Day 05: SwiGLU, the gated MLP every modern model uses

Date: 2026-06-20 · Week 1 · Phase 0 Foundations

What I added today

src/nanoserve/layers.py: swiglu, the block’s feed-forward sublayer (down(silu(gate(x)) * up(x))), three bias-free matmuls. Plus three tests in tests/test_layers.py: two pure-math (the definition, and a guard that the gate and up branches are not interchangeable) and one gated against the real Llama-3.2-1B mlp hook to 1e-5. Full suite is 36 green.

Why it matters

A transformer block is two sublayers: attention, which mixes information across tokens, and the MLP, which transforms each token on its own. The MLP is where most of a model’s parameters and most of its raw compute live. Day 4 did the normalizer; this is the second computed piece. After tomorrow’s attention, all four ingredients of a block exist.

What I learned

A plain MLP is down(act(up(x))): project up to a wide hidden dim, apply a nonlinearity, project back. SwiGLU splits the up-projection into two parallel matrices. One, the gate, goes through SiLU; the other, up, does not. They are multiplied elementwise, then projected down:

down( silu(gate(x)) * up(x) )

The intuition that made it click: the gate is a learned, input-dependent valve. For each of the 8192 intermediate channels, silu(gate(x)) produces a soft 0-to-1 multiplier on the matching up(x) channel, so the network can open and close parts of the feed-forward per token, instead of pushing everything through one fixed nonlinearity. That is the “gated linear unit” idea; SiLU is just the smooth gate function.

It costs a third matrix, so Llama sizes the intermediate dim at about 2.7x hidden (8192 for this 2048-hidden model), not the classic 4x. Same parameter budget, spent on a gate instead of a wider single projection.

The one thing to get exactly right is which branch the nonlinearity sits on. SiLU goes on the gate only, and the branches multiply, not add. Swap them, or move the SiLU, and because SiLU is nonlinear the output genuinely changes, but short prompts still look plausible while the logits drift off HF. So one test does the real comparison (1e-5 against the HF mlp hook on the layer’s true input), and a second is a pure trap test: run swiglu with gate and up exchanged and assert the result disagrees, so a future refactor that flips them fails loudly.

Easiest 1e-5 of the week.
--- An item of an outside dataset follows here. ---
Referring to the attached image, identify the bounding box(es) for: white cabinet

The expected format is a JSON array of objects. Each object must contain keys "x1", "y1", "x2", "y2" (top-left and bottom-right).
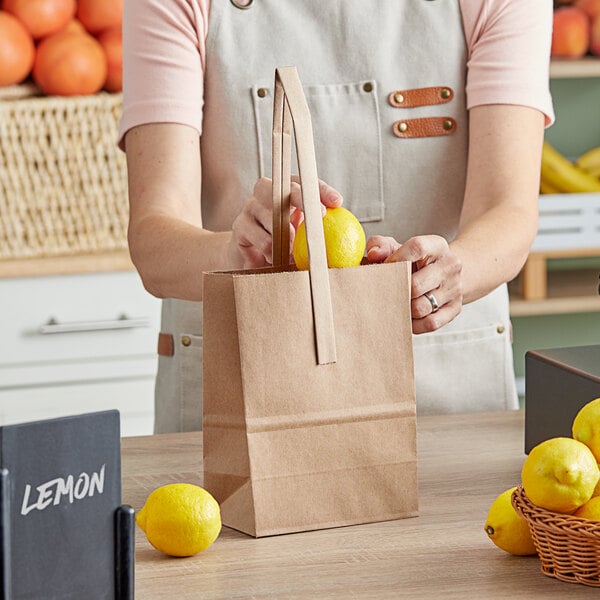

No conventions to argue about like RoPE had, just three matmuls in the right order. The HF LlamaMLP.forward is the same three lines, so mirroring it is trivial and the match is immediate.

Diagram

swiglu-gated-mlp.svg — x fans out to the gate and up projections, SiLU on the gate branch, elementwise multiply, then down. The shapes (2048 to 8192 and back) and the one trap (SiLU on the gate only) called out.

Tomorrow

Day 6: GQA attention in layers.py. Q/K/V projections, RoPE on q/k (Day 4 plugs in here), repeat the 8 KV heads to match 32 query heads, causal mask, softmax, output projection. No KV cache yet, just the plain prefill math, verified within 1e-5 of the HF self_attn hook. The usual mismatch suspects: the mask, the head reshape, and the GQA repeat.

Post angle: Day 5 of building an inference engine from scratch. Today: SwiGLU, the feed-forward block almost every modern model uses. A normal MLP widens each token vector, bends it through one nonlinearity, and narrows it back. SwiGLU adds a second parallel projection and uses it as a gate: one branch goes through SiLU to make a soft per-channel valve, the other branch passes straight through, and they get multiplied. So the network can open and shut parts of the feed-forward per token instead of forcing everything through one fixed curve. It pays for that with a third matrix, which is why Llama makes the inner dimension about 2.7x the hidden size instead of the textbook 4x. The whole thing is three matmuls in the right order, and it matches Hugging Face to 1e-5 on the first try. The only way to get it wrong is to put the SiLU on the wrong branch, so I wrote a test that swaps the two branches and demands the answer change, to catch exactly that.